Money vs. academic achievement
I see the letter-writing campaign has begun for passage of two school district funding questions that will be on the ballot this November. I can sum up all of the arguments in an oft-heard phrase, “The children are our future.”
In fact, let’s use a little bit more of that quote: “Teach them well and let them lead the way. Show them all the beauty they possess inside.”
Clearly wisdom from a very sage individual. Of course that individual is Whitney Houston from the song “The Greatest Love of All” in 1985.
I’m not saying it’s not a nice sentiment but let’s not lose our heads. It’s not from the Bible, as someone told me when I was asked where they thought it came from.
The reason I bring it up is that kind of thinking is what some believe to be an argument coup de grace when it comes to discussions on educational spending. That of course is silly, because there’s nothing about the future that’s going to be very rosy for anyone if you don’t take care of the present — spending your money wisely for example.
But really the main thing we need to get out of the way is the consistently disproven notion of some sort of relationship between the spending of money in school districts and educational achievement.
There is none. After the common-sense idea that you need to get students out of the rain and not doing their math homework with a stick — the return on investment quickly withers and eventually disappears.
In 2014, CBS News in Washington published a story about a Cato Institute study finding that over the last 40 years we have nationally tripled the per-student spending and doubled the staffing in our schools, while seeing a decline in mathematics and verbal skills.
The study noted that over that same period, productivity in almost every other field had increased while achievement levels in education remained stagnant.
The analysis also found that private schools operated with budgets about 34 percent lower than public institutions yet generally showed higher student achievement.
Interestingly, the study also noted that four states during the period in question had experienced multiyear periods of decreased funding and had not experienced noticeable declines in test scores.
Last year, National Public Radio conducted something they called the “School Money Project” in which they examined the situation in Camden, New Jersey schools where in the late 1990s a federal court ordered substantial increases to their educational budget. However, as the piece points out, that even now spending $23,000 (2.5 times the national average) per student, there has been little progress.
Part of the argument for increasing our spending measures is that next year’s per student funding for School District 51 at $7,278, is about $400 below the state average and $2,000 below the national.
What you get for academic achievement is somewhat hard to measure and open to interpretation but looking at the rating of high schools across the nation by U.S. News & World Report we see they rate our school district’s high school student’s proficiency in English at 46 percent and mathematics at 25 percent.
To show the effect that money has on educational achievement, let’s look at the Detroit school district.
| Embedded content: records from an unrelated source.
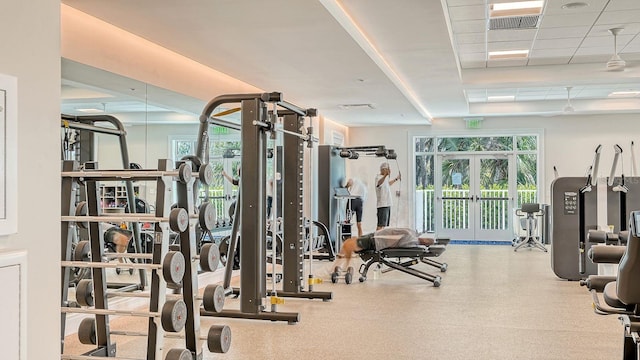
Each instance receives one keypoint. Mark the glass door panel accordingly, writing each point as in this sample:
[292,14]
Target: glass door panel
[455,199]
[493,198]
[475,198]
It spends $18,000 per student in total expenditures or the lower figure of $13,300 per student in the mysterious “current expenditure” citation used by the district.
With that, they managed to have 7 percent of their students proficient in reading and 4 percent of their students proficient in math.
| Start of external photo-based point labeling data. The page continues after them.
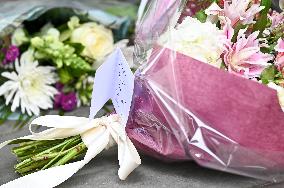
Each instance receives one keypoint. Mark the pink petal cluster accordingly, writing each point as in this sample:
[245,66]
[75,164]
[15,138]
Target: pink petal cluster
[242,11]
[244,57]
[279,61]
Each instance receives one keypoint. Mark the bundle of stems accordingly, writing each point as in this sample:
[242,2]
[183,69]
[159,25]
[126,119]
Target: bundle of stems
[39,155]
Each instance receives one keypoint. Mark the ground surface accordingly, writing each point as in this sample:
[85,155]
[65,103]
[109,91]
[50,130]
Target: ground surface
[102,171]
Draw your own conclusions on more money equals better performance, but if both measures are passed in Mesa County, a $200,000 homeowner will pay about $118 per year and a business owner with the same value property will pay $432 per year and large commercial property owners, like malls and grocery stores, will pay $2,161 per year per million dollars of property value.
All of these costs will be reflected back to the consumer/taxpayer in addition to their direct payment.
As usual, some good and necessary ideas like repairs and teacher salaries are lost in the fog of unfocused general priorities and vague descriptions that do nothing but put the sensible expenditures at risk.
School district taxpayers aren’t tightwads who don’t care if students sit in classrooms with leaking ceilings, but they are value-sensitive with their money.
Consistently, public officials do not seem to understand that smaller, narrowly tailored and well explained projects with reasonable timespans will be accepted by the voters.
Spraying a fire hose of money in every direction but the fire just won’t work. The fire is student achievement. Ask for a smaller hose that seems to be aimed directly at the fire and taxpayers will buy it for you.